3. The sound detection algorithm of claim 1,

sampling the sound signal at a frequency which is not less than 4 times of the periodic frequency range of the target to be detected;

the low-pass filtering takes the minimum rotating speed of a rotor required by the takeoff of the helicopter as a lower boundary and takes the maximum rotating speed of the rotor when the helicopter flies stably as an upper boundary;

the mutually overlapped sound signal segments are not less than half of the length of a single sound signal segment in time.
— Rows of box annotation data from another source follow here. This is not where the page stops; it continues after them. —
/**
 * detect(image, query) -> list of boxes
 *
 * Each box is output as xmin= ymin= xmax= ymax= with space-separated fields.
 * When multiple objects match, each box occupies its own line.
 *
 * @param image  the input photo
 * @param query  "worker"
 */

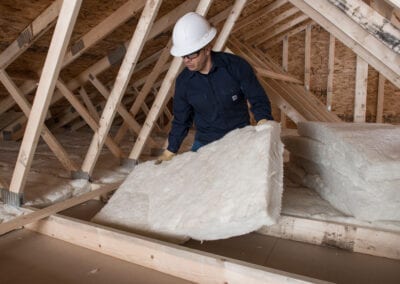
xmin=156 ymin=12 xmax=273 ymax=164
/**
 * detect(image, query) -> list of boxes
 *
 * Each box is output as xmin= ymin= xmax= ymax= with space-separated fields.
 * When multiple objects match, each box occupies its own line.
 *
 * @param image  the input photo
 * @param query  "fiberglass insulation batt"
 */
xmin=283 ymin=122 xmax=400 ymax=221
xmin=93 ymin=121 xmax=283 ymax=242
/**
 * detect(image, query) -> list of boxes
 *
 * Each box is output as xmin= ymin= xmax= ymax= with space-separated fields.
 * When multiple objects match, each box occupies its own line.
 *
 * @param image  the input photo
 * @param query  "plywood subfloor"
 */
xmin=0 ymin=201 xmax=400 ymax=283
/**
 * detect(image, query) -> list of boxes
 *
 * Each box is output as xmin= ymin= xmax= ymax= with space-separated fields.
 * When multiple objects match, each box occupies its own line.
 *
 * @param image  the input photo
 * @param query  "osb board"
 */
xmin=266 ymin=25 xmax=400 ymax=123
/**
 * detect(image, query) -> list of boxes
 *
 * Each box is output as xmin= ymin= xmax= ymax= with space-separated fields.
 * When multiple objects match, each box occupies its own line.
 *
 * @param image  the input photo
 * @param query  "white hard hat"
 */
xmin=171 ymin=12 xmax=217 ymax=56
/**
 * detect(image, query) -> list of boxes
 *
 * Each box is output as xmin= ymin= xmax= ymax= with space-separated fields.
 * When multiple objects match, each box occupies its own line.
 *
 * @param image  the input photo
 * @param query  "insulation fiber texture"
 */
xmin=283 ymin=122 xmax=400 ymax=221
xmin=93 ymin=121 xmax=283 ymax=242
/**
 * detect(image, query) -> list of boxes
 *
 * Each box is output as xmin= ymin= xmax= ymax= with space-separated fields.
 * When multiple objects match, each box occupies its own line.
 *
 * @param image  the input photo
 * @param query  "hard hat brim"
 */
xmin=171 ymin=27 xmax=217 ymax=56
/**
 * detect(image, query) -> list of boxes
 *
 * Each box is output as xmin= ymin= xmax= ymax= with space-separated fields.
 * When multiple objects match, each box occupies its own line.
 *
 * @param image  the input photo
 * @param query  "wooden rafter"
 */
xmin=263 ymin=20 xmax=315 ymax=48
xmin=289 ymin=0 xmax=400 ymax=88
xmin=233 ymin=0 xmax=288 ymax=32
xmin=376 ymin=73 xmax=386 ymax=123
xmin=5 ymin=0 xmax=82 ymax=205
xmin=0 ymin=69 xmax=78 ymax=172
xmin=243 ymin=7 xmax=299 ymax=42
xmin=327 ymin=0 xmax=400 ymax=54
xmin=82 ymin=0 xmax=161 ymax=176
xmin=115 ymin=41 xmax=171 ymax=142
xmin=0 ymin=0 xmax=63 ymax=69
xmin=304 ymin=25 xmax=312 ymax=91
xmin=63 ymin=0 xmax=145 ymax=68
xmin=354 ymin=56 xmax=368 ymax=122
xmin=0 ymin=0 xmax=144 ymax=116
xmin=253 ymin=14 xmax=308 ymax=46
xmin=57 ymin=80 xmax=125 ymax=159
xmin=326 ymin=34 xmax=336 ymax=111
xmin=89 ymin=76 xmax=156 ymax=146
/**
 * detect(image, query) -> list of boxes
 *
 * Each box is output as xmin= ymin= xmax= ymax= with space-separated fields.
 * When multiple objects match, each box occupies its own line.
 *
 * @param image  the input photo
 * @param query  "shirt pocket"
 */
xmin=222 ymin=86 xmax=244 ymax=110
xmin=188 ymin=92 xmax=210 ymax=114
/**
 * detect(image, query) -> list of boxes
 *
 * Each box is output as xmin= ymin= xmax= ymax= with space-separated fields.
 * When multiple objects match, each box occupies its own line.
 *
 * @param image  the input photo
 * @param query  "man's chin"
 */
xmin=186 ymin=66 xmax=197 ymax=71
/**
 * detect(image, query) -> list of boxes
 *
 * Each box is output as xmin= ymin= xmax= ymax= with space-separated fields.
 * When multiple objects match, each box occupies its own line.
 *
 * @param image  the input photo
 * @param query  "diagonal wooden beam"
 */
xmin=6 ymin=0 xmax=198 ymax=118
xmin=253 ymin=14 xmax=308 ymax=46
xmin=3 ymin=0 xmax=82 ymax=206
xmin=263 ymin=20 xmax=315 ymax=49
xmin=213 ymin=0 xmax=247 ymax=50
xmin=79 ymin=87 xmax=100 ymax=121
xmin=57 ymin=80 xmax=125 ymax=159
xmin=328 ymin=0 xmax=400 ymax=54
xmin=0 ymin=0 xmax=63 ymax=69
xmin=243 ymin=7 xmax=299 ymax=42
xmin=115 ymin=41 xmax=171 ymax=143
xmin=0 ymin=0 xmax=144 ymax=114
xmin=233 ymin=0 xmax=288 ymax=32
xmin=62 ymin=0 xmax=145 ymax=68
xmin=89 ymin=76 xmax=156 ymax=145
xmin=289 ymin=0 xmax=400 ymax=88
xmin=0 ymin=69 xmax=78 ymax=173
xmin=82 ymin=0 xmax=162 ymax=176
xmin=0 ymin=183 xmax=121 ymax=236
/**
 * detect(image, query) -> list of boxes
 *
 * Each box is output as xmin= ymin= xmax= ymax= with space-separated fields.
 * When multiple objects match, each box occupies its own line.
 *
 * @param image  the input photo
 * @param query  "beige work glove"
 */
xmin=155 ymin=149 xmax=176 ymax=165
xmin=257 ymin=118 xmax=268 ymax=125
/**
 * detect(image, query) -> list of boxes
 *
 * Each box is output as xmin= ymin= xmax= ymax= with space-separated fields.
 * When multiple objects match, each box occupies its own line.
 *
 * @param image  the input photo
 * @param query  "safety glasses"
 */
xmin=182 ymin=48 xmax=203 ymax=60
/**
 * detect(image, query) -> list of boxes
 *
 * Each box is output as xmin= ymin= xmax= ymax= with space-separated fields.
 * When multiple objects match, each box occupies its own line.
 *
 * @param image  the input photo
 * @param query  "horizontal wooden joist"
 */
xmin=26 ymin=212 xmax=327 ymax=283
4. The sound detection algorithm of claim 1,

the time-frequency analysis method does not use Mel cepstrum frequency transformation, and can use short-time Fourier transformation, Wigner-Ville transformation and Choi-Williams transformation;

the time-frequency image, the floating point matrix after time-frequency transformation, or the single-channel JPEG image after the floating point matrix processing.

5. The sound detection algorithm of claim 1,

the detection method comprises the steps of firstly extracting features by using a convolutional neural network, inputting the features into the convolutional neural network for detection processing, and outputting a final detection result.

6. Sound detection algorithm according to claims 1 and 5,

in the detection method, during training, the convolutional neural network and the cyclic neural network are synchronously trained;

the detection method is characterized in that the characteristics extracted by the convolutional neural network are formed by vectors arranged in time sequence, and then all the vectors are sent to the cyclic neural network in time sequence;

and the output of the detection result is presented in a probability form of one-hot coding.